After about a month of peace and quiet, and a building all to myself, my upstairs neighbors moved in.

They looked friendly enough when I awkwardly peeked through the blinds as they unloaded their moving van. I told myself there was no way they could have known that they timed their arrival perfectly for my 3 p.m. bedtime. And that a little stomping up the back steps was to be expected; I mean, really, who moves quietly?

Within a few days, I knew this was going to be trouble. I’d noticed how thin the walls were when I heard the maintenance crews clomping up and down the steps and the mail lady swinging the door open and slamming it shut. Now I learned that the ceiling was just as thin. I could track my new neighbors’ movements by the shifting creaks above my head. And most days, I was treated to my own personal concert echoing through their floors.

I consider myself a relatively patient and understanding person, so I told myself that they were probably using music to pass the time while they unpack. But by the second week of second-hand tunes, I knew it wasn’t going away, and I was starting to get cranky.

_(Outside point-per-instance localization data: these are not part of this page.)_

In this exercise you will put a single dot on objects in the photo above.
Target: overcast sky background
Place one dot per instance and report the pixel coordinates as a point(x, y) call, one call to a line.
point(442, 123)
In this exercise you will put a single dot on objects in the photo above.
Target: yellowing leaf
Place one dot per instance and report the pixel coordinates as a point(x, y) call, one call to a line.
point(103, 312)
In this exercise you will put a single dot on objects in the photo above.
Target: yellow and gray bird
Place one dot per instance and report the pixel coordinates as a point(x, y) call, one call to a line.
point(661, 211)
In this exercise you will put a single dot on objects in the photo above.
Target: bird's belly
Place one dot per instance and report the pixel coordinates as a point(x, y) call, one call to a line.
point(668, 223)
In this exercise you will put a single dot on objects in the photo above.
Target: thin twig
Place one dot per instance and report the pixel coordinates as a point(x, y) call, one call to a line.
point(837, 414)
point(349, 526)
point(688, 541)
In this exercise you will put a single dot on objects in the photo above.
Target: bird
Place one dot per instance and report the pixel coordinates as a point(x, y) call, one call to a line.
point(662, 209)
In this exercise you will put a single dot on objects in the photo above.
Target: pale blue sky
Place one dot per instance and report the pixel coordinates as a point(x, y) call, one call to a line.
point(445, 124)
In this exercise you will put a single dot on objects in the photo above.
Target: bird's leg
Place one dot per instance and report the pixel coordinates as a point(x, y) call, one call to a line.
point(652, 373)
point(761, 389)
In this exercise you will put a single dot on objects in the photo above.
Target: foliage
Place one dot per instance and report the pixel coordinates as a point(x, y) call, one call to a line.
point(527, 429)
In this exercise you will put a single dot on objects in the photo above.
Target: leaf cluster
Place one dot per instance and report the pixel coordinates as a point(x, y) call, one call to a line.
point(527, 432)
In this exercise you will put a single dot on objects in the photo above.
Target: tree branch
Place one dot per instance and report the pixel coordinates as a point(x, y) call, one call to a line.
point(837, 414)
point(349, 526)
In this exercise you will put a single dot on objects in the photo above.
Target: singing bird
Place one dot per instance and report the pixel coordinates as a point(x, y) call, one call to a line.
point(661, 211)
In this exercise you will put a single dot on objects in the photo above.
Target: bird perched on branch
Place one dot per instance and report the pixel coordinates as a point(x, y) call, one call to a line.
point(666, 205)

For the sake of my sanity, I knew I’d have to find a way to ask them to turn it down. This shouldn’t be a big deal, but I spent another week asking people whether I should leave a note or knock, and if I left a note, what should it say? I’d like to say my problem is that I’m too nice, but that would be too nice. The bottom line is, I hate confrontation. And maybe, I’m afraid people won’t like me. Besides, given that I was dealing with people I’ve never met, there was the whole question mark of whether confrontation would end with slashed tires, or worse–them spitefully turning the music up louder.

So this week, at my wits end, I finally got up the nerve to leave the note. I saturated it with politeness, and hoped it wouldn’t be the worst first impression I’ve ever made.

I wrote, “Hi there, Can you please lower the volume of your stereo? Unfortunately, the walls/floors/ceilings are very thin here and the music carries through other apartments. Thanks so much for understanding.” I taped it on the door, walked down the stairs, considered running back and taking it down, and then just hoped for the best.

That night, when I went to take my dog out, I saw my note taped to the mailboxes. I was afraid to find a big middle finger drawn on it, but when I came back in, I found that it was better than I anticipated:

It seems sometimes politeness can go a long way.

It seems sometimes politeness can go a long way.

Yep, you read that right. “Of course! We’re so sorry! (Emphasis added in my head) Thank you for the note.”

I was mildly shocked too.

The side of me that’s a strong believer in karma wants to think that this is just the Universe rewarding me for my inherent goodness. Ha. More realistically, I have nice neighbors who simply didn’t realize how much their music was bothering me. (Maybe too nice; who thanks a neighbor for a complaining note??)

But I can’t help but think their response might not have been so easygoing if I’d snapped and reacted in anger. It’s just one more reason to treat people around me with kindness and respect. And a small reassurance that, yes, reasonable neighbors do exist.